CDU fordert radikalen Stopp der UNRWA-Finanzierung durch Deutschland und die EU
Sandro GuteCDU fordert radikalen Stopp der UNRWA-Finanzierung durch Deutschland und die EU
Die Christlich Demokratische Union (CDU) hat einen sofortigen Stopp der deutschen und EU-Finanzierung für das Hilfswerk der Vereinten Nationen für Palästina-Flüchtlinge (UNRWA) gefordert. Der Beschluss fiel auf dem Bundesparteitag der CDU in Stuttgart, wo die Delegierten einstimmig für die Einstellung der finanziellen Unterstützung stimmten. Dieser Schritt markiert eine deutliche Kehrtwende in der deutschen Politik, da Deutschland seit langem zu den größten Geldgebern des UNRWA zählt.
In der Resolution der CDU werden schwerwiegende Bedenken hinsichtlich der Arbeit des UNRWA geäußert. Parteivertreter argumentieren, die Organisation leide unter tiefgreifenden strukturellen Problemen und stehe im Verdacht, Verbindungen zu terroristischen Gruppen zu unterhalten. Statt die Förderung fortzusetzen, setzt sich die CDU dafür ein, die humanitäre Hilfe für Palästinenser über andere UN-Organisationen wie das Flüchtlingshilfswerk der Vereinten Nationen (UNHCR) umzuleiten.

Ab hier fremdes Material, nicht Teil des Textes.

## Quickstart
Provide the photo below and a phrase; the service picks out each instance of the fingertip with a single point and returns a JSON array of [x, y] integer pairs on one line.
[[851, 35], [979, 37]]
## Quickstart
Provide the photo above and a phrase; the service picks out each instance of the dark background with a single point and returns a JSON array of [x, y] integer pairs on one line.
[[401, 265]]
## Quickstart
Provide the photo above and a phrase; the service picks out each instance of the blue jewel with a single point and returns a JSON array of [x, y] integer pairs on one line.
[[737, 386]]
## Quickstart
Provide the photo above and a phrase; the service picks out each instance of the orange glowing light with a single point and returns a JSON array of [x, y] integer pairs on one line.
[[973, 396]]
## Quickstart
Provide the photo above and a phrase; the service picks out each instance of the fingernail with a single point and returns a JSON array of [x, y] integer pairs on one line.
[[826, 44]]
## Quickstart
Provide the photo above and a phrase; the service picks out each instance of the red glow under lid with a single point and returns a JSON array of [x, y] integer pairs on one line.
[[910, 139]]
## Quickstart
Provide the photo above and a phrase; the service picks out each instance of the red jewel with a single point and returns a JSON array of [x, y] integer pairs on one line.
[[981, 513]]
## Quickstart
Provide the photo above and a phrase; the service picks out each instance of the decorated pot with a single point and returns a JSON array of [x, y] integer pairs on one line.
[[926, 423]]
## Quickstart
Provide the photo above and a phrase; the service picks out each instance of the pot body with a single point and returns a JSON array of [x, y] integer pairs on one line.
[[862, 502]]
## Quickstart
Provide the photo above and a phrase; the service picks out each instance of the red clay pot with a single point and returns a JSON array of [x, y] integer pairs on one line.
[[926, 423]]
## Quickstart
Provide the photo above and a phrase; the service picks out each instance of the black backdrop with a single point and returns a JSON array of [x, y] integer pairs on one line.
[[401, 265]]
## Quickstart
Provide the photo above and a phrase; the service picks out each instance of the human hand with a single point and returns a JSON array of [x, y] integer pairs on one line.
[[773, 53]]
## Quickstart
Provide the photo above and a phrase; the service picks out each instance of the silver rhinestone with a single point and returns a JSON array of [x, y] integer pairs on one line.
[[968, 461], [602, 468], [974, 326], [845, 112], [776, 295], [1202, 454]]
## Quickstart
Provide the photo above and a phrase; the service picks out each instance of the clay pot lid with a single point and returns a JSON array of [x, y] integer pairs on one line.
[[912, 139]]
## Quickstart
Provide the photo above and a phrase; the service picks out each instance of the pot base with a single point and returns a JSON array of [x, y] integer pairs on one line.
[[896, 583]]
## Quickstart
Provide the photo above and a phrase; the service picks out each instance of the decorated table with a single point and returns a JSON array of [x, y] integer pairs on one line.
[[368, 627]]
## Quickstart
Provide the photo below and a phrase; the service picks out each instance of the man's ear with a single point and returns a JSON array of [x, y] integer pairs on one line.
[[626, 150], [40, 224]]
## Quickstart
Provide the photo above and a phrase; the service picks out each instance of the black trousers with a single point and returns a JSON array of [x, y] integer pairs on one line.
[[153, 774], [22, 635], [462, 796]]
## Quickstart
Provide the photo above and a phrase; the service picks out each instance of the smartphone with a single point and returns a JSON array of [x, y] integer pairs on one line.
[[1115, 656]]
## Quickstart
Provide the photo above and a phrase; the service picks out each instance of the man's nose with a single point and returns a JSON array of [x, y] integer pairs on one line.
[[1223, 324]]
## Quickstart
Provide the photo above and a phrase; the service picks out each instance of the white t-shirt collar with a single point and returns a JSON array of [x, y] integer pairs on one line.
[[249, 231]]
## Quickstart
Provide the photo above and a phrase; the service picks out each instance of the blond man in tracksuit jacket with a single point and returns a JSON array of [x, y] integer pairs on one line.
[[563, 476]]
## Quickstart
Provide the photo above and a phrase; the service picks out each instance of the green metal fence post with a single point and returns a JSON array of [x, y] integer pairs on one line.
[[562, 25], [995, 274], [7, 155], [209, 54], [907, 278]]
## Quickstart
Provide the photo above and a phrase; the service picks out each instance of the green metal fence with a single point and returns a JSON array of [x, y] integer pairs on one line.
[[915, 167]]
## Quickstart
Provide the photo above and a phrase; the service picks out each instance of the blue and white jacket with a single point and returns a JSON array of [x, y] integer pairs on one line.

Zudem fordert die Partei strengere Auflagen für finanzielle Unterstützung an die Palästinensische Autonomiebehörde (PA). Laut dem Vorschlag sollen Zahlungen eingefroren werden, bis bestimmte Forderungen erfüllt sind. Während Israels Außenminister Gideon Sa'ar die Haltung der CDU lobte, warnen Kritiker, dass ein abruptes Streichen der UNRWA-Mittel die humanitäre Krise im Gazastreifen weiter verschärfen könnte.
Bisher hat die Bundesregierung nicht bestätigt, ob sie den Empfehlungen der CDU folgen wird. Auch die Position der Europäischen Union bleibt unklar – offizielle Stellungnahmen zu möglichen Aussetzungen der Finanzierung oder Reformforderungen der Mitgliedstaaten stehen noch aus.
Der Beschluss der CDU spiegelt eine wachsende Skepsis gegenüber der Rolle und der Führung des UNRWA wider. Sollte der Finanzstopp umgesetzt werden, könnte dies die Art und Weise verändern, wie Deutschland und die EU Hilfe für palästinensische Flüchtlinge leisten. Die Auswirkungen auf die humanitäre Lage in Gaza bleiben jedoch eine centrale Sorge für Beobachter.